Table 2.

Promoter binding of NF-κB p65 subunit in LPS-stimulation transactivation of miRNA genes in H69 cells

LPS-up-regulated mature miRNAs	Corresponding pri-miRNAs	Potential NF-κB binding site(s) within the promoter region	Promoter p65 binding by ChIP	Conformed by promoter reporter assay
miR-17	pri-miR-17-92	TGGAATTTCC (−1698 to −1689)	−	−
miR-18a		TGGGATTTCC (−1442 to −1433)	−	−
miR-20a		CGGAATTTCC (−827 to −818)	+	+
miR-125b	pri-miR-125b-1	GGGAATTTCA (−2455 to −2446)	−	−
		GGGGCTTTCC (−1059 to −1050)	+	+
miR-21	pri-miR-21	GGGAATTTTC (+1167 to +1176)	−	−
		GGGAATTCTC (+1395 to +1404)	+	+
miR-23b	pri-miR-23b-27b-24-1	GGGACTCTCC (−1263 to −1254)	+	+
miR-27b
miR-24-1
miR-30b	pri-miR-30b	AGGAATTTAC (−347 to −338)	+	+
miR-130a	pri-miR-130a	GGGAATTTGC (−2977 to −2968)	+	+
miR-29a	pri-miR-29b-1-29a	AGGATTTTCC (−89 to −80)*	NS	NS

Putative promoter element for each miRNA gene was based on previous studies as referred in Table 1. Potential NF-κB binding site(s) in the promoter region was identified by the TFSEARCH (http://www.cbrc.ip/research/db/ TFSEARCH.html) and MOTIF (http://motif.genome.jp/). LPS-induced promoter binding of NF-κB p65 subunit to the predicted binding site was confirmed by ChIP analysis and marked as ‘+’; otherwise marked as ‘−’ if p65 binding was not enhanced after LPS stimulation. LPS-induced transactivation of miRNA gene by p65 was confirmed by using luciferase reporter gene constructs that spanned the promoter region of each individual gene.
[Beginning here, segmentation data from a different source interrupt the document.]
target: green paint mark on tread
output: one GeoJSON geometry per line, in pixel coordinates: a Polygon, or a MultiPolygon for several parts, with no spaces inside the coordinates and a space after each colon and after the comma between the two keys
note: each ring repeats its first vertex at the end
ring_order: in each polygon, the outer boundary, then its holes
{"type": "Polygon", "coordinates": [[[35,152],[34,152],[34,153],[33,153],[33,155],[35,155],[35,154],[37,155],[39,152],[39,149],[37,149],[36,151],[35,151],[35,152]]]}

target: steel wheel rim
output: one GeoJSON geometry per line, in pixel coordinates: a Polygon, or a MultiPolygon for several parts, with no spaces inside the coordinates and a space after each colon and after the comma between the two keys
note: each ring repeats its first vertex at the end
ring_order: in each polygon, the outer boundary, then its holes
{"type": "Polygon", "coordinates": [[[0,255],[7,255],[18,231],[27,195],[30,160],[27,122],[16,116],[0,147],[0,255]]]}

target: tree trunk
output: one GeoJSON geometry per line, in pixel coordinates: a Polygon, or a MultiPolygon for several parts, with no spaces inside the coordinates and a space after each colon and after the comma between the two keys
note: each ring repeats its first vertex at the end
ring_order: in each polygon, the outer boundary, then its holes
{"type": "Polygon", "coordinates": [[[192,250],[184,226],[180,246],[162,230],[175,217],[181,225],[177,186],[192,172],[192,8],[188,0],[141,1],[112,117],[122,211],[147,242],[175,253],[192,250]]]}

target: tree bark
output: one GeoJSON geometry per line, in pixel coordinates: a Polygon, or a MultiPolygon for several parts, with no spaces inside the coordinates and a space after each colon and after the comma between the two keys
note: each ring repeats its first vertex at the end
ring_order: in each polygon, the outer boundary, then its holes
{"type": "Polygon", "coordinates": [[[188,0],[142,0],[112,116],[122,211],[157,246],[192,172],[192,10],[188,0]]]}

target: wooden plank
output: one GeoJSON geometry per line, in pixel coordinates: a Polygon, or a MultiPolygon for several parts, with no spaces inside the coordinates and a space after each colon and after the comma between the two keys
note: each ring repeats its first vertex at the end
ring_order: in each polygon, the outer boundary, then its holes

If LPS stimulation increased luciferase activity in cells transfected with the luciferase constructs containing the binding site for p65 and this induction was blocked by SC-514, it was presented as ‘+’; otherwise presented as ‘−’. The putative NF-κB binding site of miR-29a was identified from the start site of pre-miR-29a, which was indicated by asterisk. NS, not selected for further ChIP analysis or luciferase reporter assay in this study. Refer to Supplementary Figures S2–S6 for details.